What are the Mental Health Risks of the Quarantine on Nursing Home Residents
Nursing homes have a responsibility to care for not only their patient’s physical care, but also their emotional wellbeing. As COVID-19 has forced many nursing home residents into social isolation, they are at higher risk for developing mental health problems, including depression and cognitive decline.
Social Distancing from COVID-19 Causing Loneliness
COVID-19 has caused most nursing homes to limit or completely stop visitors from visiting their loved ones to prevent the spread of infection to this vulnerable population. Therefore, it can be difficult for family members to recognize that their elderly family member is experiencing mental health problems from the stress of loneliness and depression.
For those who are confined to nursing homes, loneliness has been a concept that was not given the proper recognition. Until recently, as the elephant in the room, loneliness of nursing residents cannot be ignored.

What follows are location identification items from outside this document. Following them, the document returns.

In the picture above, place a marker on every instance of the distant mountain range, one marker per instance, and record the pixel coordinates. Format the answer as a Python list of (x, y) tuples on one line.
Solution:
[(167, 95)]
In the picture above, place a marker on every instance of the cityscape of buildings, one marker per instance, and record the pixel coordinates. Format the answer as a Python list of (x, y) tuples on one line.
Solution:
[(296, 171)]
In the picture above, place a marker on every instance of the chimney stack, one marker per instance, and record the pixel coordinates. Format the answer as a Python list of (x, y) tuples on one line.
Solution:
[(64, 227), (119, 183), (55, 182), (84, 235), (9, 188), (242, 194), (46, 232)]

When healthcare providers do so, they are committing nursing home neglect, as family members do not have the access they would normally have to advocate for their loved ones.

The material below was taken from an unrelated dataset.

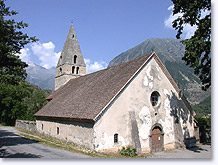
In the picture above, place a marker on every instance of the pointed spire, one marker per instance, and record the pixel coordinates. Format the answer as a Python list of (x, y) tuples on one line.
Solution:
[(71, 48)]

Mental and Physical Health Consequences of Loneliness
The is a difference between being alone and feeling alone. An elderly person quarantined in a nursing home who is cut off from their loved ones and interaction from others can quickly become depressed from feelings of loneliness. This can lead to cognitive decline that cannot be reversed.
Studies have shown that there is a link between loneliness and increased high blood pressure, sleep disturbances, enhanced dementia, and death. When chronic loneliness exists, its stress has a negative effect on the immune system.

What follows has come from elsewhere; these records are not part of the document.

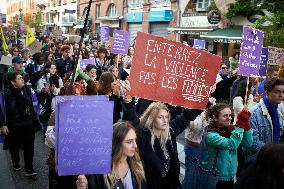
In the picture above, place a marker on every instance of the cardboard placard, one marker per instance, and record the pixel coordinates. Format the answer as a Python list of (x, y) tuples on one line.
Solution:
[(172, 72)]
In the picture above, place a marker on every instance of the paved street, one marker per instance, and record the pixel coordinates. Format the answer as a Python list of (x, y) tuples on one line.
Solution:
[(11, 179)]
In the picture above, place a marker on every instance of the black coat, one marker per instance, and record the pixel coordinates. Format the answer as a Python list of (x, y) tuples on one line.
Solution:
[(153, 159), (64, 66), (19, 108)]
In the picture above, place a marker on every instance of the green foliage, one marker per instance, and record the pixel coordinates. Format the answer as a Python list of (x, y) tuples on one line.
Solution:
[(241, 7)]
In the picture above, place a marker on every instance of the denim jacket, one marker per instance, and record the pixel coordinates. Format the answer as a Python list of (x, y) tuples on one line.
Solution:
[(261, 124), (225, 150)]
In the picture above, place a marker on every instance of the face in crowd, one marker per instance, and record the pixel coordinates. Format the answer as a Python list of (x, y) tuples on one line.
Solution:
[(52, 69), (224, 117), (161, 121), (18, 82), (129, 145), (18, 66)]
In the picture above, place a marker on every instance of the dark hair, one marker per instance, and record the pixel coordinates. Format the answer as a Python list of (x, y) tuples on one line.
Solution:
[(64, 47), (11, 76), (102, 50), (271, 69), (241, 90), (46, 54), (89, 67), (105, 82), (271, 83), (92, 88), (214, 111)]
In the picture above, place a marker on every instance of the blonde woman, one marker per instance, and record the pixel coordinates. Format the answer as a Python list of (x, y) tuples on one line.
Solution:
[(127, 170), (156, 140)]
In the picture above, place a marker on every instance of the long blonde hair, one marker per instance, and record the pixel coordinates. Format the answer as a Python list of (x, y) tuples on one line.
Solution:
[(148, 120), (120, 130)]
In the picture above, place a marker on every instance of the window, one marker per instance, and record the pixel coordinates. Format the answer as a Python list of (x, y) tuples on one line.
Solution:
[(98, 10), (202, 5), (111, 10)]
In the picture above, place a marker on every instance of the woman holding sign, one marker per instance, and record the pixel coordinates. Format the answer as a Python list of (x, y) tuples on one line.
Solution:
[(156, 140), (127, 170)]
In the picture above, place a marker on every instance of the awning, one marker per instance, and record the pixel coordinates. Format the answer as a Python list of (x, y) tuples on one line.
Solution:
[(110, 18), (190, 31), (231, 34)]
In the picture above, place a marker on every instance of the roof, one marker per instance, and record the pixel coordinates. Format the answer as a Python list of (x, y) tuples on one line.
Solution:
[(232, 34)]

Technology Could Be a Way to Deal with Feeling of Loneliness
The elderly may be reluctant to admit they are dealing with loneliness from the stress caused by the current quarantine. While social distancing may trigger fears of being alone, the right intervention can help affected individuals to understand what is happening now is only temporary and that they are not alone in their feelings.
During the COVID-19 pandemic, technology has become an essential tool in keeping loved ones connected with family, friends, and healthcare providers. The use of telehealth has expanded to include not only services for physical health care, but also those for mental health care. In some cases, the use of virtual reality is being tested to take residents into an immersive world that can help alleviate their feelings of loneliness by helping build a sense of community.